Aguardava-se, com alguma curiosidade, a publicação desta nova NSS (a última tinha sido publicada em Maio de 2010[2]), atrasada sistematicamente por questões internas, mas sobretudo pelos acontecimentos recentes, designadamente, pelo conflito da Ucrânia e pelo peso crescente do Estado Islâmico (na NSS 2015 citado como “Islamic State of Iraq and the Levant” – ISIL) enquanto pessoa coletiva não estadual.
Aparentemente “ganha” a batalha política do Iraque e do Afeganistão, com o cumprimento da prometida retração, o Presidente Obama e a administração democrata, precisavam de mostrar aos EUA e ao Mundo em geral as lições aprendidas da aplicabilidade da sua “Estratégia de Envolvimento Global” constante na NSS de 2010.
O facto de Obama ter assumido na praxis politica uma postura mais multilateral para enfrentar os conflitos internacionais, afastando-se, sempre que possível, de qualquer tipo de intervenção militar “direta”, nomeadamente, no que respeita aos conflitos na Síria, na Ucrânia ou decorrentes das múltiplas ações do Estado Islâmico, tem constituído uma fonte inesgotável de críticas, em especial por parte da oposição interna. Por outro lado, as opções recentes pelos cortes orçamentais na defesa e por uma aproximação estratégica ao Irão e a Cuba tem levado a debates internos, de tal modo intensos, que têm afetado inclusivamente a tradicional postura nacional de unidade relativamente às grandes questões de política externa ou de segurança e defesa nacional. Neste sentido, a nova NSS era esperada como “a resposta” estrutural, consistente, coerente e teórica a uma prática de difícil enquadramento conceptual em face do seu carácter de reatividade e discricionariedade.

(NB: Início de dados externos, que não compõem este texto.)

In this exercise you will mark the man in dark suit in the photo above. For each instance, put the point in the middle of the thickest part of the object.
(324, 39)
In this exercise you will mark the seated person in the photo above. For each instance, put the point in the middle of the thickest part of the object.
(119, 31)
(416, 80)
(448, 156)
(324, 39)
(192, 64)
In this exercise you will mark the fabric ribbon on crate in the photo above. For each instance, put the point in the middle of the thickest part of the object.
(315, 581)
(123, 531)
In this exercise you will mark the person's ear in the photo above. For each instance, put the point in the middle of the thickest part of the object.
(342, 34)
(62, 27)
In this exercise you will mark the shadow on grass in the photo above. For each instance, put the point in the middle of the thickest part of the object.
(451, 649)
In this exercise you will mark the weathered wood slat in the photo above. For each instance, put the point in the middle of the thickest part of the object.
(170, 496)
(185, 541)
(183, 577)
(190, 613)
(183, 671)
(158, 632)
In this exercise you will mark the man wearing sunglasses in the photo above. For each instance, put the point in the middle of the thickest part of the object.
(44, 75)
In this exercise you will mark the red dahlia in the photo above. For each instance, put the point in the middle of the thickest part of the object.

Esta instabilidade ao nível da defesa, decorrente da retração do investimento numa área transversal e determinante para os EUA, mas também de opções estratégicas discutíveis, tem uma relação direta com o facto de Barack Obama já ter dado posse a quatro ministros da defesa (Secretary of Defense), desde que tomou posse em 2009, a saber: no início da sua administração, manteve o republicano Robert Gates no cargo (que vinha da administração Bush, desde 18 de dezembro de 2006), até Leon Panetta assumir funções, a 1 de julho de 2011; Panetta seria substituído por Chuck Hagel, a 27 de fevereiro de 2013, por razões ligadas aos sucessivos cortes orçamentais efetuados nas Forças Armadas; Hagel, por sua vez, deixaria as suas funções, menos de dois anos depois, por razões ligadas a stress e a opções estratégicas discutíveis ligadas ao Estado Islâmico; o novo ministro, Ashton B. Carter, foi secretário de estado da defesa entre 2011 e 2013 (como assumido “tecnocrata” fez carreira no ministério), tendo assumido as novas funções a 17 de Fevereiro de 2015, poucos dias depois da publicação da nova NSS (é um dos poucos Ministros da Defesa da História dos EUA que nunca usou uniforme).
Por outro lado, quer o seu Ministro dos Negócios Estrangeiros (Secretary of State – John Kerry, que substituiu Hillary Clinton) quer a conselheira para a defesa nacional (National Security Adviser – Susan Rice, que substituiu Thomas Donilon) assumiram funções já em 2013, em plena segunda legislatura (Obama, a 21 de janeiro, Kerry, a 1 de fevereiro e Rice, a 1 de julho), denotando, ambos, alguma falta de “habilidade política” para resolverem as questões mais sensíveis.
Vejamos agora de modo mais objetivo as grandes linhas caracterizadoras da nova NSS 2015.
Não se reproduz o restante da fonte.